Ed Brubaker has never been a formalist, which makes sense since his inspirations are in classical detective and adventure novels that make use of more simple story structures and prose that build up into massive narrative explosions. To his credit this style has worked for several years, most recently the Reckless series which are some of my favorite graphic novels of all time. But the trouble with the way The Knives is organized is that it calls attention to that very structure, intentionally or not. We open with a story about storytelling, we overtly shift perspectives chapter to chapter, we set up two characters who collide after living comedically different lives. Yet none of that feels reflected in the prose. It’s a similar problem to Where the Body Was. At some point, you write yourself into situations where your craft either needs to match the material you’re going for or you’re forced to change the material. Brubaker does neither and just allows the style to stay the same even if it’s not serving the story anymore.

The other problem is that The Knives doesn’t function as its own entity like every other Criminal book has, but rather as a setup for more Criminal later. It ends up embodying the commercial compromises for the sake of content that it so well skewers in the opening by treating its world and characters like a continuous content farm to make more adventures, absent the cathartic and self-contained stakes that made each volume of the series so engaging. I love Jacob’s struggle against Dan and the Hollywood machine after they turn his existential comic strip into just another cop show. But by the end, that’s exactly what happens to Jacob, Angie and Tracy. What is The Knives if not just another crime comic? It doesn’t feel like a story being told for its own sake, for its own reasons and ambitions, instead it’s just more Criminal to synergize with more upcoming Criminal. The joy of Criminal has always been that you could start reading it from anywhere, but The Knives assumes a certain level of investment. Even if you go in blind and grow to like Jacob, Tracy and Angie, the book just stops rather than ends, with a message that there will be more, succumbing to the very logic that we thought the book was making fun of.
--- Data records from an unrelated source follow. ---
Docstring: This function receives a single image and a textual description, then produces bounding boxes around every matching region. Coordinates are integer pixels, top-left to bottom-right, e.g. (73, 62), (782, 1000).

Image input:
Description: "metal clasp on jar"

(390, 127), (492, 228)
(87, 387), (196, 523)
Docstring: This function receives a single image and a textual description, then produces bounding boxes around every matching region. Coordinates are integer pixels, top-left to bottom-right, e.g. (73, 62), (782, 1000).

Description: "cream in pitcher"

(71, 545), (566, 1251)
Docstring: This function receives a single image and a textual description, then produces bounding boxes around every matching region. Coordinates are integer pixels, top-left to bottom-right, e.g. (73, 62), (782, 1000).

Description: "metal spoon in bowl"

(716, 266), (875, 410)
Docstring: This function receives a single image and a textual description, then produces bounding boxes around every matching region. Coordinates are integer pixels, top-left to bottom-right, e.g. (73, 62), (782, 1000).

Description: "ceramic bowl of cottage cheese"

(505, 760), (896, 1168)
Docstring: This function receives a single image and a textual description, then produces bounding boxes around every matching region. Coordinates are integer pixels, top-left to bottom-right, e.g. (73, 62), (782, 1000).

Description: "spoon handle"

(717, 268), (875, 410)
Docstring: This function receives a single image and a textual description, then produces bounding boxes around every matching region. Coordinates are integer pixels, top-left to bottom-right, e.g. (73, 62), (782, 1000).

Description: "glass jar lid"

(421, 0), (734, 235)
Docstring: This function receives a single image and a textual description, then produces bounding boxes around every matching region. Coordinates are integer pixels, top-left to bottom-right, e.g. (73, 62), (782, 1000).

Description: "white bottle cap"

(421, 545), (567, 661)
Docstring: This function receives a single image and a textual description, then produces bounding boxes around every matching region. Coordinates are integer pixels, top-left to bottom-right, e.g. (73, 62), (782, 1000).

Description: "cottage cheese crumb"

For his part, Sean Phillips has perfected the art of rough and tumble characters, with an art deco flair that radiates from both his line work and is enhanced by the moody colors of Jacob Phillips. Stylistically, The Knives is at home with the California Noir quality of so much of Brubaker and Phillips’ past work, but again this is as much praise as it is criticism. There isn’t anything new here, there isn’t anything that’s subpar either. It’s what you’ve come to expect and not a drop more or less. One major positive in the latest phase of Brubaker and Phillips’ career is that Jacob Phillips brings out some of the best in Sean Phillips’ art. While Sean Phillips has been colored by some of the best, the quality and shared aesthetic sensibilities of the father-son duo make for a much more consistently complimentary style. 

The Knives is charming more often than not, weaving together an entertaining story with familiar characters and archetypes. It’s a comic that goes down smooth at the end of a long week, the kind Brubaker and Phillips have excelled at for years. But it’s also nothing new, and every opportunity the book gets to flirt with innovation it ends up ignoring to its detriment. As much fun as Criminal has been over the years, it’s difficult for me not to read this story as an admission of defeat, that this sets up the very kind of stories that Jacob himself appeared to be fighting against. If the goal of this comics partnership is constant output, they’ve certainly achieved that. But if the goal is to grow as artists with new challenges and new ideas, The Knives has abandoned that entirely.